In attesa dell'intervento o della conferma diagnostica, vanno evitati i purganti e gli antidolorifici, mentre si consiglia il digiuno (solo liquidi), il riposo ed un'eventuale terapia antibiotica. Solo nelle forme meno gravi questi medicinali sono in grado di risolvere da soli l'episodio di appendicite acuta. Qualora vengano meno le cause responsabili dell'infiammazione (rimozione del coprolita o normalizzazione del tessuto linfoide) è possibile anche una risoluzione spontanea.

Rimedi medici

Proprio per questo motivo, per la terapia dell’appendicite, si fa ricorso di solito ad un intervento chirurgico, che prevede l’asportazione dell’appendice. In questo caso lo specialista a cui ci si rivolge è il chirurgo generale.

Farmaci

L'appendicectomia deve essere preceduta dalla somministrazione intramuscolare o endovenosa di antibiotici, anche durante l'intervento e continuati durante i primi giorni postoperatori. Le cefalosporine di 3a generazione sono gli antibiotici preferiti.

Solo in casi rari i farmaci per l’appendicite sono in grado di far regredire l’infiammazione, evitando in tal modo l’asportazione chirurgica dell’appendice.

Rimedi naturali

Non esistono dei veri e propri rimedi naturali all’appendicite. Tuttavia una dieta sana ed equilibrata può essere d’aiuto sia a livello preventivo che in attesa del trattamento chirurgico. D’altra parte anche un’attività fisica regolare e un sufficiente apporto di liquidi possono essere considerate efficaci cure naturali per scongiurare l’insorgere dell’appendicite.


Prevenzione

Come già accennato la prevenzione dell’appendicite è possibile solo grazie a una corretta alimentazione. In particolare si consiglia di seguire una dieta ricca di fibre (verdure, ortaggi, frutta di stagione, legumi, cereali integrali, ecc.) e povera di grassi. Nel contempo è anche necessario garantire all’organismo un adeguato apporto di liquidi ed effettuare un regolare esercizio fisico.


Complicanze

Le complicanze di un’appendicite sono determinate da una serie di concause tra cui condizioni cliniche del paziente e tempo di latenza tra presentazione dei sintomi e accesso in ospedale. In presenza di sintomi, un trattamento chirurgico tempestivo è la scelta più consigliata. La conseguenza più grave di un’appendicite trascurata è proprio l’insorgenza di una peritonite acuta, che può anche essere mortale.

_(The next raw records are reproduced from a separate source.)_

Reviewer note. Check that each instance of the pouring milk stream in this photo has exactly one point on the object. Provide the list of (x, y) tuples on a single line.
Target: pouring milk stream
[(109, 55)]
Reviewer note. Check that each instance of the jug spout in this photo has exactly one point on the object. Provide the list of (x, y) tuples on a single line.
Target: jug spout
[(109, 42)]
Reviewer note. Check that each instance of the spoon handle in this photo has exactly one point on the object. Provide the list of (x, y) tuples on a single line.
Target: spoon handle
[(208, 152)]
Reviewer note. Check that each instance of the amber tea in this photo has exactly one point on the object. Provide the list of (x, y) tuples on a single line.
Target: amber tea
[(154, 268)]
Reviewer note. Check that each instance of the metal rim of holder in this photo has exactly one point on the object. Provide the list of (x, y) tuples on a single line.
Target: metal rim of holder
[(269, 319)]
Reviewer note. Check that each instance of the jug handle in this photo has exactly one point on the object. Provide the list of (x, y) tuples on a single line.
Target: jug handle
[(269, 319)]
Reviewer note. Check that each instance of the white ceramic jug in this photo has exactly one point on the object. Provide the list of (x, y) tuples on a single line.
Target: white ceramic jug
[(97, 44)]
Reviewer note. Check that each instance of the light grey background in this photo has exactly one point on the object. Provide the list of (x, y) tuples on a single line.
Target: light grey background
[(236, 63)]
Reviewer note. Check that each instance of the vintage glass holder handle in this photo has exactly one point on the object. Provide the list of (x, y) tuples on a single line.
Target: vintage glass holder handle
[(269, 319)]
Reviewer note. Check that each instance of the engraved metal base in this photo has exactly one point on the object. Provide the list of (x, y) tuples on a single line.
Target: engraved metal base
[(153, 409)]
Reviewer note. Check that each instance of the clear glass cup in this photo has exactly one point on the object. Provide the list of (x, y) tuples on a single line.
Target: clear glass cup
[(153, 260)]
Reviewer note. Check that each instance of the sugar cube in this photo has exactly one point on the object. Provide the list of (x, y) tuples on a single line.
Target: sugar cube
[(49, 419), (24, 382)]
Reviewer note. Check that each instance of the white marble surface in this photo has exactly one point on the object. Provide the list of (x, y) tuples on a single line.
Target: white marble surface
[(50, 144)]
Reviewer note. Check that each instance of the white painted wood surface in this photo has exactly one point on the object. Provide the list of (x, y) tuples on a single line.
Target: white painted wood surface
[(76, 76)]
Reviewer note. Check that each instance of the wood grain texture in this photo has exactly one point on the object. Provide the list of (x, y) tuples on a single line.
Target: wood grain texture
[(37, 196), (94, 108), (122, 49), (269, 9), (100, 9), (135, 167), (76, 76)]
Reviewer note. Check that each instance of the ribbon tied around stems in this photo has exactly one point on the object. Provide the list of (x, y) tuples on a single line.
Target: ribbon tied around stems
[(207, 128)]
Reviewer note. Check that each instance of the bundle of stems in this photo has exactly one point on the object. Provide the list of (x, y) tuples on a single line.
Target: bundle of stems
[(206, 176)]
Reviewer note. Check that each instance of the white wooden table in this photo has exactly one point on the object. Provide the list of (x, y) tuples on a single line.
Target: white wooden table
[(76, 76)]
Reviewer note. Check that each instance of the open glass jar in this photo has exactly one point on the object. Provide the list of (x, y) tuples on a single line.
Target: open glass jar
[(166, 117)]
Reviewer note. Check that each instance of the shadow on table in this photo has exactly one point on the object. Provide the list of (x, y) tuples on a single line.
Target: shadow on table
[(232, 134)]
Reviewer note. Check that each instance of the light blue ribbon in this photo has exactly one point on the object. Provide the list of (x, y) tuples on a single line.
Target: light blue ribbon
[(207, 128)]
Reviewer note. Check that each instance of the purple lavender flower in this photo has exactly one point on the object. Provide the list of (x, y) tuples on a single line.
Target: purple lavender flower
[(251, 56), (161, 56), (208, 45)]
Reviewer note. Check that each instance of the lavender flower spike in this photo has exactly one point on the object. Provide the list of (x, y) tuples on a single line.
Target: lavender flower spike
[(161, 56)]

Altre possibili complicanze sono:

1- la formazione di un ascesso;

2- formazione di una fistola;

3- un’infezione della ferita.


Lo Spettabile Dott. Alberto Vannelli, Chirurgo generale prenotabile sul nostro portale, ha risposto alla nostra richiesta di un suo commento su questa patologia con un approfondimento sul trattamento della stessa:

Nonostante i progressi della medicina, l’appendicite è la causa più frequente di addome acuto in età pediatrica, con una prevalenza tra gli adolescenti e i giovani adulti (15-25 anni). La chirurgia con l’avvento della laparoscopia permette di diagnosticare e curare, con la stessa procedura, tutti i quadri clinici particolari: appendici retroposte, peritoniti, forme dell’anziano e pediatriche, donne in gravidanza e tumori.